Custom autograd doesn't learn as good

i’m using a customized autograd function for convolutional layers as shown in the code snippet

class conv_autograd(Function):

    def forward(ctx, input, weight, stride, groups, padding, dilation, bias = None, mask = None):
        ctx.save_for_backward(input, weight, bias, mask)
        ctx.stride = stride
        ctx.padding = padding
        ctx.dilation = dilation
        ctx.groups = groups

        if mask == None:
            conv_out = F.conv2d(input, weight, stride = stride, groups = groups, padding = padding, dilation = dilation, bias = None)
        else:
            conv_out = F.conv2d(input, weight*mask, stride = stride, groups = groups, padding = padding, dilation = dilation, bias = None)
        return conv_out
    
    def backward(ctx, grad_output):
        input, weight, bias, mask = ctx.saved_tensors
        stride = ctx.stride
        padding = ctx.padding
        dilation = ctx.dilation
        groups = ctx.groups

        grad_input = grad_weight = grad_bias = None

        if ctx.needs_input_grad[0]:
            grad_input = F.grad.conv2d_input(input.shape, weight, grad_output, stride=stride, padding=padding, dilation=dilation, groups=groups)
        if ctx.needs_input_grad[1]:
            grad_weight = F.grad.conv2d_weight(input, weight.shape, grad_output, stride=stride, padding=padding, dilation=dilation, groups=groups)
            if mask is not None:
                grad_weight *= mask
        if bias is not None and ctx.needs_input_grad[2]:
            grad_bias = grad_output.sum(dim=(0, 2, 3))

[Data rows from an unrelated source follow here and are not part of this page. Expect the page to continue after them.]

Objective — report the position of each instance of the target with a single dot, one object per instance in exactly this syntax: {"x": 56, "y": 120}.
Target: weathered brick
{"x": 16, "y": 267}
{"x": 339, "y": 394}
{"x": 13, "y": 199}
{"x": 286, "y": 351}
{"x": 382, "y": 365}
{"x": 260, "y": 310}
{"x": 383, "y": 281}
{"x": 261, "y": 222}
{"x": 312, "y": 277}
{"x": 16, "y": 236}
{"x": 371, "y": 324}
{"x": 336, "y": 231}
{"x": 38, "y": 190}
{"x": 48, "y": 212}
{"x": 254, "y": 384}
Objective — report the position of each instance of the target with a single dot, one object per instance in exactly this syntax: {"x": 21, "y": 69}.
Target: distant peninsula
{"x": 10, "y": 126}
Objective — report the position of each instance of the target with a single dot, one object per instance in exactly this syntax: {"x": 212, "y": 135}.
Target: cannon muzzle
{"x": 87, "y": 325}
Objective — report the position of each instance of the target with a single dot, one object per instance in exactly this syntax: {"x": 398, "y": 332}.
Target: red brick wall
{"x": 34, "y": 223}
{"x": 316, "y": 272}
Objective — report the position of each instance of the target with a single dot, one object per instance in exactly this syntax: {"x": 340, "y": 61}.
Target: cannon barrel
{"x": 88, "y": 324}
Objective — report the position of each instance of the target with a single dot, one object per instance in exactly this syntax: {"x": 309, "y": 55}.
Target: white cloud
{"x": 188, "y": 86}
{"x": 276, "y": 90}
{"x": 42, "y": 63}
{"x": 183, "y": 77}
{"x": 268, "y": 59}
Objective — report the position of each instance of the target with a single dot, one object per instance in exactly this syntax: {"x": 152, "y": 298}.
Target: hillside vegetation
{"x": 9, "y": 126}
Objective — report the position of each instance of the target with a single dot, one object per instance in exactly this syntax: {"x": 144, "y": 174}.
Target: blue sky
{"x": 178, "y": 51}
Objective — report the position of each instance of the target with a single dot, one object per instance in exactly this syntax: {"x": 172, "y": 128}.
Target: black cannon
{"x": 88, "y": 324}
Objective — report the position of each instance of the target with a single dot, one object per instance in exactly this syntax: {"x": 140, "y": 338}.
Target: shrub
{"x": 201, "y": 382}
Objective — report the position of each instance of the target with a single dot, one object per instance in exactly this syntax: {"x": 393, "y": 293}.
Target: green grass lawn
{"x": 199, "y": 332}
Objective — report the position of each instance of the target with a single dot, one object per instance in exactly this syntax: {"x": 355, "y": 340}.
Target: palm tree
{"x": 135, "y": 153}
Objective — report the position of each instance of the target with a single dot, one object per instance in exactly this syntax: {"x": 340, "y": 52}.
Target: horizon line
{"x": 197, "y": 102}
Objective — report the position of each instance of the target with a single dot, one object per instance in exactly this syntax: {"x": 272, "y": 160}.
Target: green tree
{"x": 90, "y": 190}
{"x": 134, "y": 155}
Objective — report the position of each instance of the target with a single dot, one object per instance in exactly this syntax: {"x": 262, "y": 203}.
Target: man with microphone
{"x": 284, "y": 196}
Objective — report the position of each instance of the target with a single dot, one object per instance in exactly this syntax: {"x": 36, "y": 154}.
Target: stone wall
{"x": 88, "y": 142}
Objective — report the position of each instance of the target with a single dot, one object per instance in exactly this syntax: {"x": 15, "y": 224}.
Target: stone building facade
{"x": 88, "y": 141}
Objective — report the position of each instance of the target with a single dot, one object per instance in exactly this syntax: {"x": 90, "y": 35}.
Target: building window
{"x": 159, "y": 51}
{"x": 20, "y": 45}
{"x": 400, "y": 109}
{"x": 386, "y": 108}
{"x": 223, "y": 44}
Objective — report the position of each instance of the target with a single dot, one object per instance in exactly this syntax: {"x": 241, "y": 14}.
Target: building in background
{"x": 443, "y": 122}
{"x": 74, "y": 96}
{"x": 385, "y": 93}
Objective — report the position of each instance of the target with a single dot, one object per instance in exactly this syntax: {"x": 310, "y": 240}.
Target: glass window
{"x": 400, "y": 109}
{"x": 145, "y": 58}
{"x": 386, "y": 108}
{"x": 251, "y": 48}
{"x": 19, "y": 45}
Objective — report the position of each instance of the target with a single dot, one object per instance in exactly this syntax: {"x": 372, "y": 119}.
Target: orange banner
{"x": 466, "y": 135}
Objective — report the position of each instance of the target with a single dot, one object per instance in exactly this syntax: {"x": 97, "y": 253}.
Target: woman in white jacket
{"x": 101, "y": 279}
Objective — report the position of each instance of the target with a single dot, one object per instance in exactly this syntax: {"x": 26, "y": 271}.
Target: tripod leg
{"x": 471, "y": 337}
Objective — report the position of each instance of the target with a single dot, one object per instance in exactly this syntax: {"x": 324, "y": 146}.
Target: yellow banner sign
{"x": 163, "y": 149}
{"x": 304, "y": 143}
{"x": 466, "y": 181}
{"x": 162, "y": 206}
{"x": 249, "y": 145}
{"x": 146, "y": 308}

        return grad_input, grad_weight, grad_bias, None, None, None, None, None

And the goal here is to train the weights of the convolutional layer using the fixed input mask. However even when i am not using the mask (mask = None) the model’s accuracy does not cross 38%. While using ResNet50 on CIFAR-100 dataset… What am i doing wrong?

You can use torch.autograd.gradcheck.gradcheck — PyTorch 2.5 documentation to validate that its producing the correct gradients for a given set of inputs.

1 Like

I think gradcheck is only for if it is actually producing any gradients at all? How would you validate if it is producing the correct gradients just through gradcheck?

For a given set of inputs + your function, gradcheck will compute the gradients once with your provided backward and once numerically via finite differencing. If the results are the same, then we can be confident that given that the forward is correct, the backward would also be correct.
This should also tell you if one the gradients wrt the inputs is unexpectedly zero.